As digitalisation forces banks to restructure their operations, the technological, political and regulatory shifts brought on by climate change will also drive fundamental business model transformation at banks in the future, according to a report from Moody’s Investors Service.

The 2015 Paris Agreement set a global goal to reach net-zero emissions in the second half of the century, and an increasing number of governments have translated that target into strategy. The EU, Japan and South Korea, along with more than 100 other countries have pledged carbon neutrality by 2050. China says it will do so before 2060.

Countries representing more than 65% of global carbon dioxide emissions have now set out ambitious commitments over the next couple of decades.

“Climate change is driving significant changes to the global economy and the implications for banks are far-reaching,” says Alberto Postigo, a senior credit officer at Moody’s.

Governance and compliance

Multiple areas of a bank’s organisational structure could be affected. A top priority will inevitably be governance, and banks will need to ensure they have the necessary depth of expertise across their organisation, according to the report, published on April 20.

The number of climate-related compliance staff banks employ could soar as environmental regulations become ever more stringent and complex. “Compliance legal costs will increase as banks face more climate standards or regulations and banks may require new departments or employees with different skill sets,” Mr Postigo says.

Climate change is driving significant changes to the global economy and the implications for banks are far-reaching

Alberto Postigo, Moody’s

Risk management could be another growth area and climate risk will need to be incorporated into the risk management frameworks to ensure it is appropriately identified, measured and accounted for, Mr Postigo adds. “Banks’ reporting units will be affected in terms of internal reporting for risk management purposes. Banks will also have to improve public disclosures of climate-related risk.

“Regulatory or fiscal incentives to promote climate policies could also distort banks’ risk measurement, so there will be a clear new source of underwriting risk for banks,” Mr Postigo says. While climate risks are difficult to model, Moody’s expects banks to gradually become better at managing and pricing them.

“Reputational risks will be high because banks are under scrutiny from a broad set of stakeholders.
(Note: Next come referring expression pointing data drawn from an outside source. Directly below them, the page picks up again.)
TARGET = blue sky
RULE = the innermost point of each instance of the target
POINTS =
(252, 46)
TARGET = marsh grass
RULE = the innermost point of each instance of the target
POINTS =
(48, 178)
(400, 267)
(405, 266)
This is particularly true for large banks, many of which have committed to ambitious targets for net-zero finance. There is potential reputational damage for banks if they fail to meet these targets.”

Revamped asset portfolios

Banks’ asset portfolios also stand to change significantly as economic models transition to low levels of carbon emissions. Many industries face pressure to transform, while others become redundant.

Across the world, investment in climate-friendly assets such as renewables and energy-efficient real estate is expected to play an increasingly prominent role. The rapid expansion of banks’ low-carbon asset portfolios, however, could increase exposure to assets with unproven economic viability.

“Many large banks are already making changes and moving faster than their smaller and medium-sized peers. But larger banks also face greater pressure from a range of stakeholders to lead by example,” Mr Postigo says, adding that lenders that are slow to adapt could face pressure on their credit strength.

The report highlights how green loan growth has been accelerating in China on the back of new regulations in support of the country’s strategy of reducing carbon dioxide emissions from 2030, and achieving carbon neutrality by 2060. According to the People’s Bank of China, the balance of green loans to clean-energy industries surpassed the balance of loans to energy-intensive industries – such as coal, iron and steel – at the end of 2020.